En dehors de la date du décès, tous les paramètres jouent. L'âge du « patient », le
sexe, la couleur de peau… Un corps d'homme, ça se vend en général plus cher. Pas
tellement par sexisme d'ailleurs, mais surtout parce que leur musculature est souvent
plus développée, donc plus facile à disséquer pour des débutants.
C'est L'anatomie pour les Nuls, quoi. Les anatomistes sont aussi prêts à
payer très cher pour des corps qui sortent de l'ordinaire. En 1783, à Londres, un certain
John Hunter a ainsi acheté l'enveloppe terrestre du regretté Charles Byrne,
un Irlandais qui dépassait les 2 mètres 10. Le brave garçon avait pourtant fait promettre à
ses amis de protéger sa dépouille mais qu'est-ce que vous voulez : même pour
un bon copain, quand un type un peu louche débarque avec 500 livres dans son portefeuille,
soit l'équivalent de 33 000 euros d'aujourd'hui, on hésite.

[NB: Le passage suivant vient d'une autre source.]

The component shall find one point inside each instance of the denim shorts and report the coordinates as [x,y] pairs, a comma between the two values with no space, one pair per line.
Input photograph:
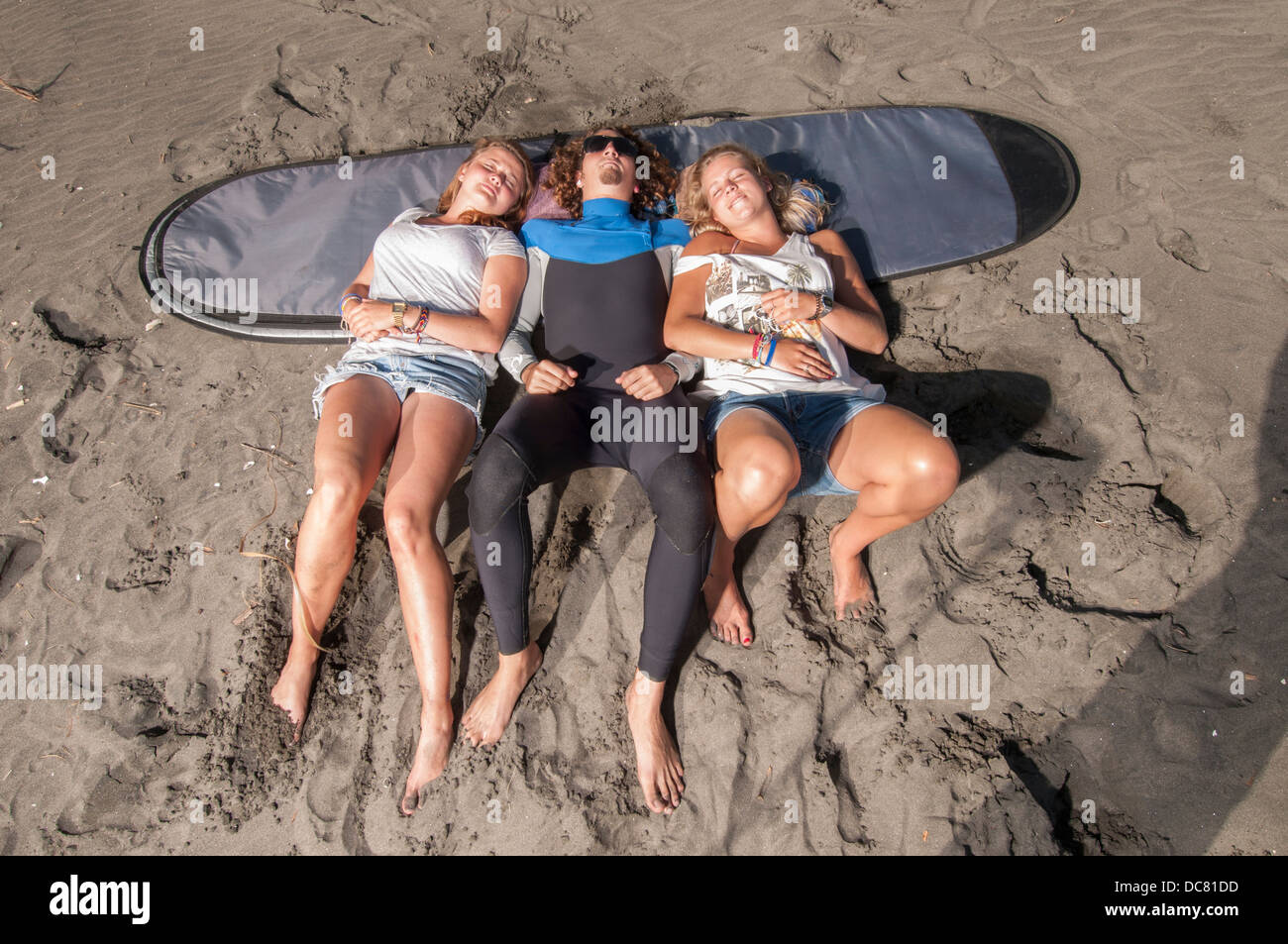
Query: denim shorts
[810,419]
[459,380]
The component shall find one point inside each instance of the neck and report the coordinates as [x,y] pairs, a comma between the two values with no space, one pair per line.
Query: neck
[604,205]
[761,230]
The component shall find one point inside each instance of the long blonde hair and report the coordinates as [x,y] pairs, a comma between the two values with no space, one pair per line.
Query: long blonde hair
[513,218]
[798,205]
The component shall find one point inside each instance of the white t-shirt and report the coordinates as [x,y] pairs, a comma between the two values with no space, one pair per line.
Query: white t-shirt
[436,265]
[734,287]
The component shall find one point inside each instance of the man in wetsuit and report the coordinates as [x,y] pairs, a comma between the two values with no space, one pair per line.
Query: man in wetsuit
[600,281]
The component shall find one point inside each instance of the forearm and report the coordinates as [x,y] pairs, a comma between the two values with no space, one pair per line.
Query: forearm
[859,329]
[696,335]
[468,331]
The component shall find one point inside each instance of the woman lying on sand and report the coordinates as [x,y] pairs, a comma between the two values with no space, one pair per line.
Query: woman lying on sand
[755,297]
[429,309]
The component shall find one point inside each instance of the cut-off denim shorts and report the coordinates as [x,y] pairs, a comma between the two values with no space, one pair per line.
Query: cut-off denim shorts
[459,380]
[810,419]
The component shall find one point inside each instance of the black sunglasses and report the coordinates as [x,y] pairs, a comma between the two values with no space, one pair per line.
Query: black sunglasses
[597,142]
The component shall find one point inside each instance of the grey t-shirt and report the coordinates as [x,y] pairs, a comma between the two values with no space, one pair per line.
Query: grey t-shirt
[439,266]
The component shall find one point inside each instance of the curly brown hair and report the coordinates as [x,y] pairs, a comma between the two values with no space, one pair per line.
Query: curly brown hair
[657,183]
[514,218]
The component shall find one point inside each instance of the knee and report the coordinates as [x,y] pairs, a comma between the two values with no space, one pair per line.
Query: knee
[339,492]
[761,479]
[500,478]
[408,531]
[934,467]
[683,501]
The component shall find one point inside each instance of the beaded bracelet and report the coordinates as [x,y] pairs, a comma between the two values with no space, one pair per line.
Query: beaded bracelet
[421,322]
[351,295]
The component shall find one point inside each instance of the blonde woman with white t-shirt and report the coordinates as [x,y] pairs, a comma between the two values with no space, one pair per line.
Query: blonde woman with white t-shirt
[429,310]
[772,310]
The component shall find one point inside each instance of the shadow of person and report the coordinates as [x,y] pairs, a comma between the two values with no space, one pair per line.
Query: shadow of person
[1175,739]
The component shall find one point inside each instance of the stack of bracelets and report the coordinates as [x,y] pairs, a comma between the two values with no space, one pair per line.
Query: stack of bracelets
[763,348]
[415,329]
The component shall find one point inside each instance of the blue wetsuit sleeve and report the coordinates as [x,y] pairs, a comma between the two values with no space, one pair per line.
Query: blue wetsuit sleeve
[686,365]
[516,349]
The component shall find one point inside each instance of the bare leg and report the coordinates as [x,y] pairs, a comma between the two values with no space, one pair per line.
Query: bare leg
[656,755]
[489,712]
[902,472]
[360,420]
[758,468]
[433,441]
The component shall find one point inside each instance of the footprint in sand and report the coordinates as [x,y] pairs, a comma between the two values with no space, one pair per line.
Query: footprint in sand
[982,71]
[1107,232]
[1180,245]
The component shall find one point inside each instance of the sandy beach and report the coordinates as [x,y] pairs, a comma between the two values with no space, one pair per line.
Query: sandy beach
[1137,703]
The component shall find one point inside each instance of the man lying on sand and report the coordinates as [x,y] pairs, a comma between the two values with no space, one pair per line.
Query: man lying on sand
[600,281]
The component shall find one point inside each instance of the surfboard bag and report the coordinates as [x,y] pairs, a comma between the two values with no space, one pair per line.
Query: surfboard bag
[267,254]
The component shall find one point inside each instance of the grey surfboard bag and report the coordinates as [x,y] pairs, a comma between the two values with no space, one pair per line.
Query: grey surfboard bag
[268,253]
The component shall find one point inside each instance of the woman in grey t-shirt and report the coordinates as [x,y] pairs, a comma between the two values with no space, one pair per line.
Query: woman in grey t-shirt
[429,312]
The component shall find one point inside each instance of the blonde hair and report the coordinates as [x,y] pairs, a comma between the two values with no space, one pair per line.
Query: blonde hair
[798,205]
[513,218]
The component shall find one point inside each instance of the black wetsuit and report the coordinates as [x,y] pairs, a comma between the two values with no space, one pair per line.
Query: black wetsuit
[600,284]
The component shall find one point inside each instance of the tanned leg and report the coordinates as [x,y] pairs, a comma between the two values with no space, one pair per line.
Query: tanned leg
[902,472]
[360,421]
[758,468]
[433,442]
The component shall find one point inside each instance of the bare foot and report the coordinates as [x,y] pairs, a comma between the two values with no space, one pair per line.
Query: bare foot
[488,715]
[851,583]
[291,691]
[656,755]
[730,620]
[432,750]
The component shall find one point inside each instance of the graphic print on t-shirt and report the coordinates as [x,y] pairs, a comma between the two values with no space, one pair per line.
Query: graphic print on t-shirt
[733,300]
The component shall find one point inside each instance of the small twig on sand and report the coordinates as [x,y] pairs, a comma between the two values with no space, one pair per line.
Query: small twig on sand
[140,406]
[20,91]
[250,608]
[283,460]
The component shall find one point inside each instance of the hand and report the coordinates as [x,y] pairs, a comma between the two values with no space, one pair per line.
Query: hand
[370,320]
[648,381]
[548,376]
[786,305]
[803,360]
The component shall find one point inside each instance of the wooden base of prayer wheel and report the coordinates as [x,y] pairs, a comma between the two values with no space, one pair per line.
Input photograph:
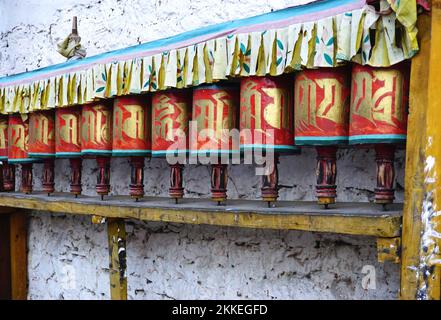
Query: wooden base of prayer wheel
[75,176]
[103,178]
[137,177]
[176,190]
[385,157]
[326,189]
[219,180]
[270,182]
[48,176]
[26,178]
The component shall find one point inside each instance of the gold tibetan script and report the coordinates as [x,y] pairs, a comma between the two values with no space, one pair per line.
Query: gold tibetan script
[40,129]
[166,108]
[276,114]
[69,132]
[94,130]
[308,110]
[211,114]
[385,104]
[20,139]
[133,126]
[3,133]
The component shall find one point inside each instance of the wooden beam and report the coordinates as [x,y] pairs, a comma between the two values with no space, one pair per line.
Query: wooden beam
[19,257]
[13,255]
[116,231]
[346,218]
[420,270]
[5,259]
[389,249]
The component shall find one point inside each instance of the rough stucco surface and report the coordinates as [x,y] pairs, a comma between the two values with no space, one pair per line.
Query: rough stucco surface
[68,255]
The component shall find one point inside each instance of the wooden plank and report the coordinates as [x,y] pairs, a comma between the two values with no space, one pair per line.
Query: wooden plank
[420,270]
[5,259]
[389,250]
[19,265]
[116,231]
[345,218]
[415,154]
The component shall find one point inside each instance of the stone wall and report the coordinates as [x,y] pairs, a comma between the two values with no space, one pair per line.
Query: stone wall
[68,255]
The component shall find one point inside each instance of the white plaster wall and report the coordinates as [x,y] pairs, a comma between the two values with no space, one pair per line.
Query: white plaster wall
[68,255]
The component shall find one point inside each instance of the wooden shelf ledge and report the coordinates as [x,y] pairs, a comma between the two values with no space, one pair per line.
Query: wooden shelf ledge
[345,218]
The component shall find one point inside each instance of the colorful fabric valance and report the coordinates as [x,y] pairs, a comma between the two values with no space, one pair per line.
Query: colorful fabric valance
[324,33]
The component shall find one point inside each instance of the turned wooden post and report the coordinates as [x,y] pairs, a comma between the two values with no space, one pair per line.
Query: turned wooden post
[326,173]
[270,182]
[26,178]
[385,156]
[48,176]
[176,190]
[219,180]
[103,177]
[137,177]
[75,176]
[8,177]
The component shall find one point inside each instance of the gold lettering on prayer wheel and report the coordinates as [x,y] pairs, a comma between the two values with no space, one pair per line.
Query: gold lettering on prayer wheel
[3,138]
[41,134]
[379,107]
[67,133]
[131,126]
[96,129]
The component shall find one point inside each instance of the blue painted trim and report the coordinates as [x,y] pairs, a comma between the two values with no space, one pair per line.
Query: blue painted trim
[225,28]
[68,154]
[278,148]
[22,160]
[128,153]
[99,152]
[214,152]
[160,154]
[321,141]
[377,138]
[41,155]
[217,87]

Faut comprendre. C'est humain. Je juge pas. En revanche, cette situation est assez
exceptionnelle et il ne faut pas imaginer que les corps pouvaient se vendre à ce prix là tous les
jours. À Londres, vers 1812, le prix moyen tourne plutôt autour de six ou
huit guinées par corps, l'équivalent de 6 à 8 semaines de salaire pour un artisan. Et ça,
on le sait grâce à un document complétement dingue : le journal d'un
body snatcher, Joseph Naples, qui appartenait au gang de Ben Crouch, le patron d'une de
ces nombreuses petites PME qui faisaient dans le trafic de cadavres au début du 19e siècle.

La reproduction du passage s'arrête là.